By Audrey Statham
19 March 2022
Recent media attention on the stories of the medevac refugees, the Sri Lankan Bilolea family shows we need to apply renewed pressure on politicians on such issues.
But such media coverage can also have the effect of narrowing the public’s consciousness of refugee policy to isolated cases. This can give rise to a false impression that the refugee “problem” can easily be fixed.
While I hope and pray that the medevac refugees will all be freed, the Bilolea family given permanent visas and a special humanitarian intake of 20,000 Afghan refugees granted, these things won’t alter the system one jot.
Current refugee policy seeks to deter people from seeking asylum in Australia by placing thousands of refugees and asylum seekers in a state of ongoing legal limbo both on and offshore, regardless of the mental anguish and suffering that this causes.
People caught in the system include recognised refugees who are only eligible for temporary protection visas (not permanent visas) because they came here by boat, and people seeking asylum who lack access to basic income support while they are navigating a complex and difficult application process.
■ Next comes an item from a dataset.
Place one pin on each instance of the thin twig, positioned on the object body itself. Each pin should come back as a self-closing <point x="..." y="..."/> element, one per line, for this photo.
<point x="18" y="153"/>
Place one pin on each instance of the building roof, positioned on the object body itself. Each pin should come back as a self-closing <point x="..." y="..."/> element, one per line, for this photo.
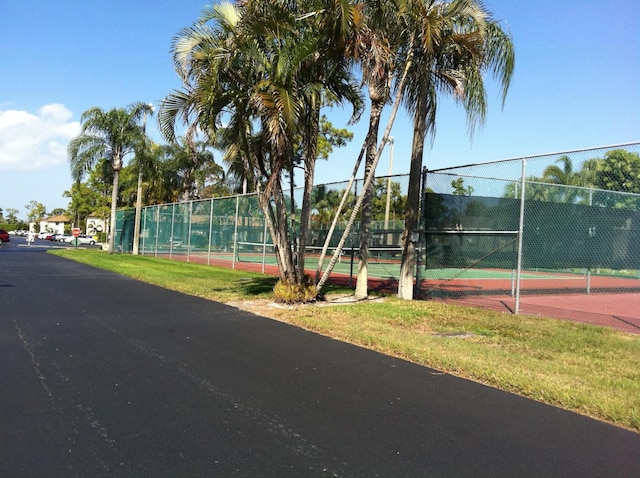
<point x="56" y="219"/>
It also includes 200 people still being held on Nauru and in Papua New Guinea in offshore processing, and around 14,000 refugees who have been trapped in Indonesia for nearly a decade due to the Australian government’s policy since 2014 of excluding this cohort from resettlement.
What is sorely needed now is genuine perspective on the system and ongoing, grassroots public debate – long after the 2022 federal election is over – about the kind of society that Australia is becoming, and the kind of society we want to be.
Together with civil society groups, the church can act to foster non-partisan dialogue about what more generous and humane refugee policies might look like.
If we don’t then we surely run the risk of ourselves becoming captives as a society of the cruel logic of deterrence.
Audrey Statham is a member of the Anglican Diocese of Melbourne’s Social Responsibility Committee. This article forms part of a broader ‘What I want to see in … May?’ series on the 2022 federal election.